Footsteps or voices would pass in the corridor outside, but no one stopped to speak to her. When she pounded on the door or yelled, she was ignored.

The young woman had no illusions that anything awaited her other than the rope, but she decided she wouldn't have done anything differently. Well, instead of simply yelling and demanding the captain turn back for the Brookings refugees, she could have taken the bridge at gunpoint.

Here in the dark she could see their faces clearly, the families struggling to survive, looking at Amy with trust even as she
burdened them with more and more of the captain's restrictions. She saw the children, and for days their images brought tears. She was all cried out now, though.

They're all dead. All of them, even the kids.
They'd been left with no way to defend themselves against the oncoming horde, and there was nowhere to run.
I own that. I should have seen what that bitch was planning.
Amy would have liked to blame it on the fact that she was young and inexperienced, that she was only following orders.
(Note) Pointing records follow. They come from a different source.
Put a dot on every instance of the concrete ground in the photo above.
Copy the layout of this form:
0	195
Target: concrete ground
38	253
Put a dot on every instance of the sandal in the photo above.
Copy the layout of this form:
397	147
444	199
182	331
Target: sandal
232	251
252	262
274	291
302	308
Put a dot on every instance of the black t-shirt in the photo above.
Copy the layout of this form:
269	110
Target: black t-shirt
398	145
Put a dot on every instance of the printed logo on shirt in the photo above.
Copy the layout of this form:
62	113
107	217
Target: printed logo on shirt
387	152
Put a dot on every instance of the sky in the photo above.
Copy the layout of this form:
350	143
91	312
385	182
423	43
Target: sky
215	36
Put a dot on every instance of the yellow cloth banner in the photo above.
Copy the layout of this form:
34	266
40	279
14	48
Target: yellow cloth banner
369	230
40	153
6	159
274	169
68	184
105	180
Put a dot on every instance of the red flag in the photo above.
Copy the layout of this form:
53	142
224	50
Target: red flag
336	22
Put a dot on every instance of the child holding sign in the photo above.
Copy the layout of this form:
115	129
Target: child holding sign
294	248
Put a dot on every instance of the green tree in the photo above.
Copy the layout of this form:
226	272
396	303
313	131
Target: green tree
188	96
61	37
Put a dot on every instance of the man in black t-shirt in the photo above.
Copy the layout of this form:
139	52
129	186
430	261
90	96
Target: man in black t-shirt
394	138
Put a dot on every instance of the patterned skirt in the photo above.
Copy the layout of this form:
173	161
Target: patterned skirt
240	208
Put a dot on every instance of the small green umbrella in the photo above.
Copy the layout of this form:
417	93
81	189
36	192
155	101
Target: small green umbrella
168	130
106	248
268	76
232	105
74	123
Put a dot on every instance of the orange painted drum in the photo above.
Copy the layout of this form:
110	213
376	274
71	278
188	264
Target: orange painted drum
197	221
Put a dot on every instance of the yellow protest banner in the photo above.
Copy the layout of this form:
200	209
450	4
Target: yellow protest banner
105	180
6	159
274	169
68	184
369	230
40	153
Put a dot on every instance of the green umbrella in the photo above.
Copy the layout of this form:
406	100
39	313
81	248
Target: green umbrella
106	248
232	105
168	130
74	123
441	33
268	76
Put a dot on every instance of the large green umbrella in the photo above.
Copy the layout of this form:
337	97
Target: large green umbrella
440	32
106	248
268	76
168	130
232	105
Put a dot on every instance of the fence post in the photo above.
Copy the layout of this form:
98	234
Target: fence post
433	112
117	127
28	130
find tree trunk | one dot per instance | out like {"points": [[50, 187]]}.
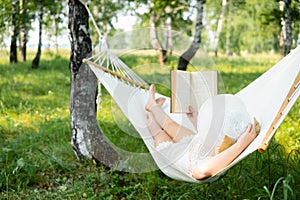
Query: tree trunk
{"points": [[154, 40], [87, 139], [219, 27], [288, 27], [23, 35], [36, 60], [168, 42], [55, 44], [186, 57], [14, 29]]}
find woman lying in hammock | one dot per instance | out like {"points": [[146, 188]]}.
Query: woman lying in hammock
{"points": [[167, 133]]}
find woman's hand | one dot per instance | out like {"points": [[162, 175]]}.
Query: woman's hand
{"points": [[192, 115]]}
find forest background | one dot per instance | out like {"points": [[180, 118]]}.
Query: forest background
{"points": [[245, 37]]}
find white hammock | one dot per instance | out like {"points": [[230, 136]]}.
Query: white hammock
{"points": [[269, 98]]}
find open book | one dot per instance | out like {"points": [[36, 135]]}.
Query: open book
{"points": [[191, 89]]}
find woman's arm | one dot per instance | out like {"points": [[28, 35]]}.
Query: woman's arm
{"points": [[215, 164]]}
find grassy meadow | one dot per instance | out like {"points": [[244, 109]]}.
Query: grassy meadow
{"points": [[37, 161]]}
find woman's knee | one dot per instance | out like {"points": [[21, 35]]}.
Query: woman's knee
{"points": [[201, 172]]}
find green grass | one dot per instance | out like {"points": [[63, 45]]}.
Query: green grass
{"points": [[37, 161]]}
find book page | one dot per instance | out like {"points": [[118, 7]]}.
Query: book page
{"points": [[180, 88], [203, 86]]}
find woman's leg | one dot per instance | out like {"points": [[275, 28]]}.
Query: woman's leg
{"points": [[158, 134], [220, 161], [175, 131]]}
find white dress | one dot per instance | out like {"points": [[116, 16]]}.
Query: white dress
{"points": [[219, 116]]}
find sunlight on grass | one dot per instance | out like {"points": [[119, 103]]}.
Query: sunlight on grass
{"points": [[36, 157]]}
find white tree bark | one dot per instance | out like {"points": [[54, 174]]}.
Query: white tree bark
{"points": [[87, 139], [219, 26], [186, 57]]}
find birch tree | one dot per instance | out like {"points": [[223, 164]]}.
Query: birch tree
{"points": [[219, 26], [15, 32], [87, 139], [287, 25], [36, 60], [186, 57]]}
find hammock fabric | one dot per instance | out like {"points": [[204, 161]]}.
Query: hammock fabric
{"points": [[269, 98]]}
How convenient it would be to tell herself she'd been seduced by all the lofty concepts she'd learned about command and duty and obedience to those appointed above her. And how simple to rationalize that she'd been overwhelmed by her captain's reputation and charisma.

Right. Lie to yourself the way you lied to those people. Will that save you from the rope?
She knew it wouldn't, but she no longer cared about being hanged on deck while the crew looked on. Amy decided she deserved punishment, for she'd betrayed those people just as assuredly as the madwoman commanding this ship.

When she heard the fifty-seven-millimeter gunfire on the foredeck, felt the dull vibration in the steel beneath her, Amy knew that Elizabeth Kidd was now inflicting her terror on yet another group of refugees. It made the young woman clench her teeth until her jaws ached and make fists so tight the nails left marks in her palms.

No amount of forgiveness could undo the role she'd played in Brookings, she knew that. As she sat alone in the dark, awaiting her fate, she wondered if she might find
some
small measure of absolution. Not for the defenseless people she'd left to their fates, but for herself.